We have an option to collect only the Iterative DNS queries (shown here in green) or collect all the DNS traffic.


DNS query


These sensors can be placed at any point in the network where a sniffer like tcpdump can capture DNS traffic. The best place to install a sensor is on a local recursive DNS server, but a span port will also work.

Once the passive DNS data is collected by the sensors, it must be transferred and aggregated to a single point for analysis and monitoring. A message queue like Kafka can be used by the sensors to publish the passive DNS records. This enables a flexible and loosely coupled – and open source! – architecture wherein any number of consumers can subscribe to the queue and perform necessary data analysis for threat hunting.

Broadly, there are three main applications of this data that are relevant for hunting:


1. Data Sinks to Long-term Storage

Depending upon the use case, a long-term storage like HDFS can enable large scale batch analysis to discover “what’s normal” for the network and identify historical trends. Alternatively, ingesting the data into an ELK (Elasticsearch Logstash Kibana) stack to perform searches and trend analysis is a simpler approach.
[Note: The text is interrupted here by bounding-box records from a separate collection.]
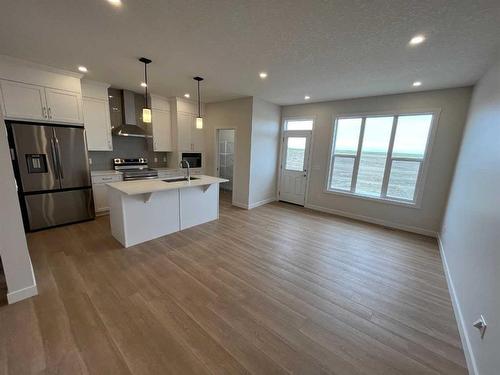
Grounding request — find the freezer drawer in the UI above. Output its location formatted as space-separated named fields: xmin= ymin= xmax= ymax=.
xmin=24 ymin=188 xmax=95 ymax=230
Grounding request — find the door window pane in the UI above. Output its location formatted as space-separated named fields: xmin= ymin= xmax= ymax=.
xmin=356 ymin=116 xmax=394 ymax=197
xmin=330 ymin=156 xmax=354 ymax=191
xmin=285 ymin=120 xmax=313 ymax=130
xmin=392 ymin=115 xmax=432 ymax=159
xmin=285 ymin=137 xmax=306 ymax=171
xmin=334 ymin=118 xmax=362 ymax=155
xmin=387 ymin=160 xmax=421 ymax=201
This quickly enables searching for known IOCs using an open-source stack, while also conducting outlier detection for any deviations from the norm.


2. Monitoring

Monitoring various statistics of the DNS traffic, like the number of NXDOMAINs, number of queries by type, total number of queries, number of queries by user, or distribution of queried TLDs, etc. can be immensely helpful to understand the hourly and daily trends. Monitoring applications like Graphite generate graphs and statistics for different data points, and allow us to proactively identify anything out of ordinary.


3. Real-time Threat Hunting

These consumers process records as they arrive and detect threats in real-time, continuously looking for malicious traffic patterns and performing outlier detection. Time-series analysis, using libraries like Karios, facilitates the hunt, detecting unusual activity and any breakpoints or periodicity in the data.



Massage Que


Next Steps

Once the architecture is established and data is being collected, network defenders can conduct a wide-range of analyses on this passive DNS data to hunt for unknown intrusions in networks. In our next post, I’ll describe how this architecture can be to used to detect newly registered domains, fast flux techniques and domain generation algorithm (DGA) malware, and a variety of other indications of intrusion. Together, these posts will provide an overview of the power of open-source libraries and techniques for hunting on the cheap.